BOSTON, MASSACHUSETTS – JANUARY 15: From left, Red Sox Owner John Henry, Chairman Tom Werner, CEO Sam Kennedy, and Chief Baseball Officer Chaim Bloom attend a press conference at Fenway Park on January 15, 2020. (Maddie Meyer/Getty Images)

98.5 The Sports Hub staff report

The Boston Red Sox will not let a potential cheating scandal stop them from interviewing in-house candidates to replace Alex Cora, team president Sam Kennedy confirmed on Friday night.

“It’s fair to say you’re naturally inclined to look inside an organization,” Kennedy told reporters (via MassLive). “That’s been the Red Sox’ practice when it comes to executives and players, homegrown talent. It’s just natural. You know your people better than external people. I know there’s a lot of discussion about internal candidates so I think that’s fair to say.

“That’s a natural place to start.”

Thus far, the Red Sox haven’t ruled anybody out when it comes to replacing Cora. But they also know they’re not the only team looking for a new manager right now (the Astros fired A.J. Hinch and the Mets and Carlos Beltran mutually parted ways earlier this week), meaning they’re likely to jump on interviews with their in-house candidates real, real soon.

That list of internal will surely include bench coach (and former Brewers manager) Ron Roenicke, as well as fan favorite (and Vegas favorite) Jason Varitek.

The 63-year-old Roenicke was the manager of the Brewers for four plus seasons, and compiled a 342-331 record for Milwaukee, making him a safe choice if the Sox brass opts to stay with an in-house option.

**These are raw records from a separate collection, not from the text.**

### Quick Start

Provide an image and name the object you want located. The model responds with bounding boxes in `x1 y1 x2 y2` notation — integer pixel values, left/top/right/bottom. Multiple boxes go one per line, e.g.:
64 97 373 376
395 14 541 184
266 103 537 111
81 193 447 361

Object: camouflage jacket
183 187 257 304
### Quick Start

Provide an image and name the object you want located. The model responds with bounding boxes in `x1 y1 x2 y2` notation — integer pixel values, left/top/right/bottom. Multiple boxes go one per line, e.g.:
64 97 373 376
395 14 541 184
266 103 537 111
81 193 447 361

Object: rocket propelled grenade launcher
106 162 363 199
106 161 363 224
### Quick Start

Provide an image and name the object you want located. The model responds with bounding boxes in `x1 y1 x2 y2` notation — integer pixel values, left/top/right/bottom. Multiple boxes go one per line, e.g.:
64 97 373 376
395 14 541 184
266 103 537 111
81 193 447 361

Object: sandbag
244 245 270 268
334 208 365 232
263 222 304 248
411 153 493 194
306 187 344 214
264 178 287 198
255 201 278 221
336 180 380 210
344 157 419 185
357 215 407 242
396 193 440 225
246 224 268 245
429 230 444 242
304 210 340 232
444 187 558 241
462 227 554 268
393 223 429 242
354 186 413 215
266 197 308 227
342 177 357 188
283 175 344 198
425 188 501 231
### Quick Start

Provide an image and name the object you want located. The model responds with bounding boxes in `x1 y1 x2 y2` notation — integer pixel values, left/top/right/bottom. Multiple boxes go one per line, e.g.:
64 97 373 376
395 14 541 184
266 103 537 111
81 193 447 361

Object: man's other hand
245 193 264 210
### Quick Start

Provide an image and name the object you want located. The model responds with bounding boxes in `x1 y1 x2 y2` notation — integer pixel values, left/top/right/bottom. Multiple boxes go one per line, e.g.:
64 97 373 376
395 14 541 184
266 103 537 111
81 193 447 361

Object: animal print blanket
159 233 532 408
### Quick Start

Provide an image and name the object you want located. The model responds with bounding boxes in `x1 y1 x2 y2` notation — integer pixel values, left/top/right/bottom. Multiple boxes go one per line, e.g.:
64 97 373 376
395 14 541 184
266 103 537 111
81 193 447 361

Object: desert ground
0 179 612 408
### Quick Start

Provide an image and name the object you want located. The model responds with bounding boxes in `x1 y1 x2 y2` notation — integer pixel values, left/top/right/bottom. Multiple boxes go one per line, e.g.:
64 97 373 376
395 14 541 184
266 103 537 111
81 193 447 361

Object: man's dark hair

Varitek, meanwhile, has been working both on and off the field as a special advisor since 2012, and has seemingly emerged as the Nation’s No. 1 choice for a new manager. Varitek, mind you, has no managerial experience. But that didn’t stop Kennedy from gushing over the potential the former Sox captain has to be a great manager when he’s ready.

“I think he’s going to be a great major league manager someday, if that’s what we wants in his career,” Kennedy said earlier this week. “It’d be too early to speculate on that given we haven’t had those specific conversations. He is part of the organization as an alum, part of the Red Sox family and part of our baseball operations staff. Hopefully, whether it’s as manager or something else, he’ll be taking on a broader role. That would be my hope.”

No matter the hire, the next manager of the Sox will certainly have his work cut out for him, as the team has made minimal free agent activity and are looking to bounce back from what was a third-place finish in the AL East last year.